1)  La grande masse des chrétiens ignore presque tout des péripéties de l'Eglise d'aujourd'hui. Certes ils connaissent les scandales que la presse se réjouit de répercuter, ils sont au courant de certaines grandes manifestations vaticanes. Mais ce que vivent leurs frères et s½urs de Ceylan, du Darfour, du Timor, de l'Afghanistan ? Leur a-t-on parlé de ce ministre chrétien pakistanais qui a été exécuté, de ces missionnaires qui, en Sibérie ou au Cambodge, reconstruisent une Eglise qui avait été totalement anéantie ?...La paroisse ne doit pas être réduite à un lieu de consommation (de sacrements et de paroles pieuses), il n'y a pas que les fêtes de patronage, les pèlerinages, les soupers « bol de riz », les problèmes de chauffage. L'Eglise est une communauté mondiale engagée dans les luttes du monde, où des pionniers luttent aux frontières, annoncent le Royaume, souffrent dans les prisons : c'est pourquoi une paroisse doit être un lieu d'échanges, où l'on apprend sans cesse les aventures d'une Eglise qui lutte, où les paroissiens peuvent raconter leurs réalisations, leurs problèmes, où l'on écoute avec intérêt ce que les autres ont accompli. Ainsi se forme l'esprit d'équipe et se vainc la jalousie.

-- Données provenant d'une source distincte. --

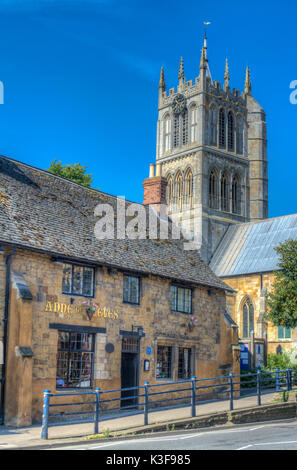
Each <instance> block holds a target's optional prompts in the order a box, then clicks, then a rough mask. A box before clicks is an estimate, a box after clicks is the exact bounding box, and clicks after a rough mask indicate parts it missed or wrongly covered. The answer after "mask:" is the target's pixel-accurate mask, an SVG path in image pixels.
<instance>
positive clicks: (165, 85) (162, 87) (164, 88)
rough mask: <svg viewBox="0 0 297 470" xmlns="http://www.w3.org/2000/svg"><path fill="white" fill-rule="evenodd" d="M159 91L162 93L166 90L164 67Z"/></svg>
mask: <svg viewBox="0 0 297 470" xmlns="http://www.w3.org/2000/svg"><path fill="white" fill-rule="evenodd" d="M159 90H160V91H162V92H164V91H165V90H166V85H165V75H164V69H163V67H161V72H160V81H159Z"/></svg>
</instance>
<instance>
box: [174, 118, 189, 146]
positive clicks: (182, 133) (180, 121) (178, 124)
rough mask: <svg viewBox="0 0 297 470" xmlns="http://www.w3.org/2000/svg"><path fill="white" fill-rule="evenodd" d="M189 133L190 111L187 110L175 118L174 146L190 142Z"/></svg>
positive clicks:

2)  Il est normal d'élaborer des projets, de remplir son agenda avec les activités prévues, de planifier son temps pour ne pas le perdre, et aussi de prendre du repos. Mais il arrive que des demandes urgentes bouleversent le programme, que des visites impromptues obligent à laisser refroidir le repas préparé, que l'invitation à un banquet survienne un jour où l'on voulait jeûner. Dieu se plaît à intervenir à contre-sens. L'obéissance à l'événement sera meilleure qu'un enfermement dans une stricte observance.

3) Voir les hommes comme Jésus les voyait. Pas seulement la pauvreté matérielle de certains mais l'immense misère morale et spirituelle de TOUS ! Bombardés par des slogans enjôleurs, matraqués par des invitations incessantes, leurrés par des leaders cupides, écrasés par des dictateurs, menés au bord de l'abîme par des banques qui leur promettaient le paradis. Nous, pasteurs, sommes-nous bouleversés par ces désastres, ces malheurs sans fond, cette incapacité de vivre bien, ces dérives dans l'alcool et les drogues ? Enseigner, redire le message de la Bonne Nouvelle, instruire, tenter de faire comprendre, bousculer l'inertie, ouvrir les yeux avant qu'il ne soit trop tard, amener les chrétiens à adopter un style de vie conforme à l'Evangile, constituer une communauté fraternelle bâtie autour de la vérité de l'Evangile. Quel travail jamais achevé !!!